Fission Power was a result of the Manhattan Project which worked to invent the atomic bomb during World War II. Four scientists in the US, including Jewish physicist Albert Einstein, were concerned about Nazi Germany developing the atomic bomb first, so they sent a letter to President Roosevelt. As a result, the Manhattan Project was created. The first bomb they created was made of Uranium-235 and dropped on Hiroshima. The second bomb was made of plutonium and dropped on Nagasaki. This ended World War II. After the Manhattan Project disbanded in 1947, more nuclear weapon tests occurred. Other countries acquired nuclear weapons. The first hydrogen bomb was created in 1951 in the US. At the same time, scientists turned to using nuclear power for electricity.
Tech Level: 9-11
The earliest reactors were prototypes that were tested in the 1950s. Nuclear fission reactors were commercialized in 1960s. They did not become controversial until 1979 when Three Mile Island went to nuclear hell. The reactor there melted down. As investigations went on, another nuclear meltdown occurred in Chernobyl which exploded in 1986 causing massive radiation poisoning in Russia. In the 1990s, more advanced so-called Generation III reactors came into service. These were improved versions of the conventional Generation II reactors as they came to be called. However, the controversy did not subside until the 2030s.

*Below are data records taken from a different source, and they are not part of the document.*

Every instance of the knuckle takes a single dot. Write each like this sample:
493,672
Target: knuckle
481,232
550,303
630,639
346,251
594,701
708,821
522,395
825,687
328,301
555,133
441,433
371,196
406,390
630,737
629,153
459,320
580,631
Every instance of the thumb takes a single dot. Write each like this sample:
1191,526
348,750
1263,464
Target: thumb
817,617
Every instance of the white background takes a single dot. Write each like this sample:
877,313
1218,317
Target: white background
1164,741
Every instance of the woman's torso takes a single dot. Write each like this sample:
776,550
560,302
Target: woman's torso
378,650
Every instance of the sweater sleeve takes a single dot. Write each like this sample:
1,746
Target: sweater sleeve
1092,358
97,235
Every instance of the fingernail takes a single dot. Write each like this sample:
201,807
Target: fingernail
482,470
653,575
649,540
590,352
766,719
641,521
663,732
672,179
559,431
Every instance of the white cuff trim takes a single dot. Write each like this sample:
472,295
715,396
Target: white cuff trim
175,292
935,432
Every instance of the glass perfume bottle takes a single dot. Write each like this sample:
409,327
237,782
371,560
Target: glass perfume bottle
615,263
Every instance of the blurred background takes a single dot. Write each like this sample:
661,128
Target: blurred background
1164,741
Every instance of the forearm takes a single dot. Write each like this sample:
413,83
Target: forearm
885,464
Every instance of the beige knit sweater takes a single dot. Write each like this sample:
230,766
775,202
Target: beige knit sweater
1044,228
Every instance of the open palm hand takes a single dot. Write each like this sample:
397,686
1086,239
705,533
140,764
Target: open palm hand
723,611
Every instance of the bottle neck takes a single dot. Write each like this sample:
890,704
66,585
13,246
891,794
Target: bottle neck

Generation IV nuclear fission reactors were new, more advanced reactors. They solved all the problems of conventional reactors. They were pebble bed reactors which used small balls instead of fuel rods which provided advantages over conventional reactors. A nuclear meltdown was impossible. The uranium was only 9% enriched. Not even Iran could use it to create nuclear weapons. The nuclear waste was easier to dispose of. Finally, these new, more advanced reactors were cheaper than fossil fuels. Nuclear fission power was now a lucrative industry. But there was a problem. Uranium was a limited resource. Using thorium to make uranium was only a temporary solution. By the mid-21st century, fission was replaced with fusion.